Mezzo secolo fa, come accade solitamente nei momenti storici che introducono importanti novità istituzionali o sociali, anche la fase “costituente” del regionalismo piemontese si avvalse del forte e appassionato impegno dei protagonisti dell’epoca, personalità politiche di indubbio rilievo. Ai vertici istituzionali del neonato ente regionale si distinsero due persone dalle storie e dalle esperienze maturate molto diverse come il presidente della Giunta, conte Edoardo Calleri di Sala1, e il presidente del Consiglio regionale, Paolo Battino Vittorelli2.

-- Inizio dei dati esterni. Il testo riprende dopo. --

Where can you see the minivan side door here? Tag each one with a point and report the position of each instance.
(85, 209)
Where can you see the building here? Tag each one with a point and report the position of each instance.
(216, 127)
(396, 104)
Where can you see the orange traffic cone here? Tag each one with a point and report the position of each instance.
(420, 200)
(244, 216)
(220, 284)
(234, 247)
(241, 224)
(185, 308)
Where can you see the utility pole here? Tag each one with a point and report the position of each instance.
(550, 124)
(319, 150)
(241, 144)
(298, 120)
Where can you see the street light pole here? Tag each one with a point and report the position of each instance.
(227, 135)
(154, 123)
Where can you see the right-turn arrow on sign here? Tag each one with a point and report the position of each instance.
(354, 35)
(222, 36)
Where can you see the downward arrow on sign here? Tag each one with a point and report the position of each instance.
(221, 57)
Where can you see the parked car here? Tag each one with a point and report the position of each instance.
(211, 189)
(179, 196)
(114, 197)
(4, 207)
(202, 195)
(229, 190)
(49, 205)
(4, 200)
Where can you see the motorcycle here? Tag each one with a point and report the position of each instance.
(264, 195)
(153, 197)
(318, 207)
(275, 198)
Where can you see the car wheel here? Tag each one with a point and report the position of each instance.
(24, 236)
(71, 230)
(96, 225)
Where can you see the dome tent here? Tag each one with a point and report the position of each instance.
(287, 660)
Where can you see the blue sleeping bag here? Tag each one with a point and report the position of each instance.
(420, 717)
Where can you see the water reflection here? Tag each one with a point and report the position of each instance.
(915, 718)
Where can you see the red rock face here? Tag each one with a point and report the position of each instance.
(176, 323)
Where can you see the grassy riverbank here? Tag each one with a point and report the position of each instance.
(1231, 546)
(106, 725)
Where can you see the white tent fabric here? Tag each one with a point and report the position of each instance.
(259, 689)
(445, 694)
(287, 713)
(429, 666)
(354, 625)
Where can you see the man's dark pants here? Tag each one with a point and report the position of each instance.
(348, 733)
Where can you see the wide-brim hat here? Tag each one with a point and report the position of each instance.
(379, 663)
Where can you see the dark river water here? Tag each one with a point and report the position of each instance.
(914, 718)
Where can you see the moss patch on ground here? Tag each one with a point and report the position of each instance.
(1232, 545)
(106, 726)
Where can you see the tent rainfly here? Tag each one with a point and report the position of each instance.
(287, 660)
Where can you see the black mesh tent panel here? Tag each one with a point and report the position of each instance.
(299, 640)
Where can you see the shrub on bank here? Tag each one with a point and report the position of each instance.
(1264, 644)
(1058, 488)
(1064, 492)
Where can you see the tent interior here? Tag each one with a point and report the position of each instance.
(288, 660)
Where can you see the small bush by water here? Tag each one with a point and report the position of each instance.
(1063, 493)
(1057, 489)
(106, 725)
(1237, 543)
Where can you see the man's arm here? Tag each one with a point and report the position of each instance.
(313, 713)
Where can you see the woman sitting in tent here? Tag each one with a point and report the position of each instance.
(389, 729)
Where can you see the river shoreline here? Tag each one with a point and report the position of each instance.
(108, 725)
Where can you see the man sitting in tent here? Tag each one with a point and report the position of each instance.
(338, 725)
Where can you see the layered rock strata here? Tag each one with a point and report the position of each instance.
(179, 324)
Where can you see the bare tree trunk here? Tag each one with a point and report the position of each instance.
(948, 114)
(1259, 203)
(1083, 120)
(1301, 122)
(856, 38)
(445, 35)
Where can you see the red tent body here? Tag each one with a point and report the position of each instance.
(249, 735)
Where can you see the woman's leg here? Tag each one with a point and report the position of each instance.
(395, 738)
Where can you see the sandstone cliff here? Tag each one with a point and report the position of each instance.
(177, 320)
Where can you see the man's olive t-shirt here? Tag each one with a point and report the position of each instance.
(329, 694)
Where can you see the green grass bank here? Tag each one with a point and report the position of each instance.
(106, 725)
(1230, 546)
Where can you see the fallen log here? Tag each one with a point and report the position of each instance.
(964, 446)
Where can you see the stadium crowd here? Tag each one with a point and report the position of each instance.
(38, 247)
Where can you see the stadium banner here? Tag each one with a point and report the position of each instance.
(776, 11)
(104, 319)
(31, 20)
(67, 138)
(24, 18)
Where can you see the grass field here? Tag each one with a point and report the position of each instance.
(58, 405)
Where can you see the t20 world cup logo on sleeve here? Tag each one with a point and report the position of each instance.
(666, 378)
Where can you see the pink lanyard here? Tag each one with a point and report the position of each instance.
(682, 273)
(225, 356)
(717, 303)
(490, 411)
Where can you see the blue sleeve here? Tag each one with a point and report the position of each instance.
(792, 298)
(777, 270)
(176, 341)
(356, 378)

Il primo, laureato in medicina e specializzato in otorinolaringoiatria, vantava quarti di nobiltà, era impegnato in attività imprenditoriali e finanziarie e militava nella Democrazia Cristiana. Il secondo, laureato in giurisprudenza, socialista dopo aver ricoperto incarichi importanti nel Partito d’Azione, vantava esperienze culturali e politiche. Anche per temperamento e convinzione regionalista erano differenti: d’indole esuberante ma dubbioso sul percorso regionale Calleri, più diplomatico e riflessivo oltre che convinto assertore del regionalismo Vittorelli. Li univa l’impronta democratica e l’impegno antifascista che li aveva visti entrambi impegnati durante la lotta di Liberazione. Entrambi diedero, scorrendo le cronache dell’epoca e i resoconti dei dibattiti, un contributo alto e qualificato, improntato a leale collaborazione. Lo stile di governo dell’aula improntato all’imparzialità durante la gestione di Vittorelli contribuì in modo significativo all’instaurarsi di un corretto e rispettoso rapporto fra l’Assemblea legislativa e la Giunta.

D’altro canto il deciso impegno di Calleri di Sala fu determinante nel definire con chiarezza i ruoli dell’esecutivo improntati alla collegialità (va sottolineato che in nessuna parte del primo Statuto si faceva riferimento al termine “assessorato” ma sempre all’assessore inteso come delegato del presidente della Giunta) in seno al “braccio operativo” della Regione, rispettando le competenze programmatori e legislative del Consiglio. In quegli anni, senza nascondere le diversità e anche le opposte visioni politiche, l’intera classe dirigente che venne chiamata a misurarsi con l’avvio dell’impresa regionalista dimostrò di avere stoffa e carattere. Due doti, accompagnate da una capacità di visione del futuro, che consentirono il raggiungimento di importanti obiettivi che, a cinquant’anni di distanza, i piemontesi possono ancora apprezzare con riconoscenza.